Karen Walker was a special character who found life, and resonance with many in the hit sitcom, Will and Grace.  While the show has had its day, there are many Walker moments that still hit the nail on the head.It is what is swimming in my head as I plan my paper for the Rutgers Invitational.will and grace

One of these is in an episode when Will and Grace are not talking (after a massive argument in which Will tells Grace to move out, which I swear was one of the strongest bits of acting on television I’ve seen). In chatting with Jack about how to get Will and Grace to talk again, she firstly says, “pretend to think, pretend to think.” She then follows it with “Pretend to care, pretend to care.” Of course Karen does care. She’s just conscious of the need to appear to care as well. Plus it’s funny.

So here I am:

* Are people who offer support in online communities ‘pretending to care’?

* Is the expressed concern a demonstration of identity work that gains them favour and positions them as caring individuals you’d want to have as a friend?

* How does the caring from the community affect the person experiencing tragedy?

Do you have any experience of this? Would you be willing to undergo an interview for my research? What do you believe is true?

My sincere thanks goes to the SJMC at CU, without the support of which I wouldn’t be able to conduct any of my research and also in particular to Dean Paul Voakes who saw fit to support my application with a letter of recommendation that I never saw, but am convinced was highly influential in my acceptance.

2 responses to “Do online communities pretend to care?

  1. I’m a statistical outlier (LOL) because I do not “care” about things that happen to people I do not know. I mean, I care in an abstract, “Oh, that is not a good thing to happen to someone” way, but not in any kind of a direct way. This does not make me popular when tragedy strikes (i.e. Princess Diana, Sept. 11, etc.) it actually, sometimes, makes me look like an awful, unfeeling person…but I just don’t understand caring – deeply and personally – about someone I have *no* connection to. I see it as similar to going to a stranger’s funeral and crying very loudly – it’s like borrowing someone else’s grief, often without their permission.

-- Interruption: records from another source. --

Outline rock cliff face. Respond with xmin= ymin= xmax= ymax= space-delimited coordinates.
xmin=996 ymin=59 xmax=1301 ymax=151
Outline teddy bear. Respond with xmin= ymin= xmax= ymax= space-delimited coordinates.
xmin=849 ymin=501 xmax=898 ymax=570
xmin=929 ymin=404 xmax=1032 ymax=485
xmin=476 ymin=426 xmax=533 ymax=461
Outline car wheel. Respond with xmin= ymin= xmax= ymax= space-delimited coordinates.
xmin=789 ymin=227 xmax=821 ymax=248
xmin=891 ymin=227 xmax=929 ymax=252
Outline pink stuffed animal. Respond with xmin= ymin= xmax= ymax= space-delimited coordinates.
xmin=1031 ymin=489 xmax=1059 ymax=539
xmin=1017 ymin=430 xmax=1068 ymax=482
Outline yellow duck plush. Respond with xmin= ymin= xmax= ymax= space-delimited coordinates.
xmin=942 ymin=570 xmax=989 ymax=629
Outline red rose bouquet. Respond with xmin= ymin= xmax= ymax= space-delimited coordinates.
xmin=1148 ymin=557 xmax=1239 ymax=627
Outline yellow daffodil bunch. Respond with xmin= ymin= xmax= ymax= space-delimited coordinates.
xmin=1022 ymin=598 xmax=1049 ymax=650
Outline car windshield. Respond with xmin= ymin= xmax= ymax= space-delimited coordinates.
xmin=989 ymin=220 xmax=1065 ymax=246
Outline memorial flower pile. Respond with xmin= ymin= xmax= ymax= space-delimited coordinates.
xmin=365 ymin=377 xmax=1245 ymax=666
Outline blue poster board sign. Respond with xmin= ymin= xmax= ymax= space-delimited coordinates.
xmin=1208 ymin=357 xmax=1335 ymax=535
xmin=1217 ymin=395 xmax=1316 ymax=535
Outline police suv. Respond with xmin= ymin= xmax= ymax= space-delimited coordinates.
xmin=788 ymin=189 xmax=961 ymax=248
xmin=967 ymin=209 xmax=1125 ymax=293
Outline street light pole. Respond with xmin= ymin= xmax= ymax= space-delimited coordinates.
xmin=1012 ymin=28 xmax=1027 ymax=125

    That being said I do believe most – if not all – people do truly care. Whether it is because they feel they are SUPPOSED to care (based on media coverage) and thus generate the emotion to care to match the input…or if it is a spontaneous and legitimate caring of spirit coming from that “we’re all one person” point of view – or if they just enjoy depth of feeling and a tragedy is the best trigger – is impossible to truly know without knowing the individual in question well enough to know if they know themselves well enough to be able to answer honestly where that caring stems from.

    I don’t know how to answer your specific questions, but I love that you’re researching this!

  2. I have offered condolences (and meant it) and expressed concern and congratulations for folks on twitter, but nothing too consuming. I consider myself a caring individual and suppose I like to keep the number of folks I follow low for this reason. I am still not sure of what my intention on Twitter is yet. So it may be more personal than what other folks use it for.
    I have had one intense online community experience. When I was prepping for my wedding I was on a wedding site and got to know several women from one board very well. One of them took a hiatus from the site to be with her fiance who was sick and had to travel for treatment. I kept in contact with her away from the online community. Her fiance passed during a surgery and I found myself stunned and crying real tears over her loss. Our online community rallied to form an account to help her or at least make a nice donation in her fiance’s name to a cancer research organization. I had never met her. May never meet her. And I am fine with that. I still think the world of her and am still sad over her loss two years later.
    I don’t know how caring affects the person going through the experience. I try to keep my personal situations offline and only for those I know in real life. I suppose I don’t trust online communities with things that are emotional for me because of the rampant web rage and ignorance I know that is out there.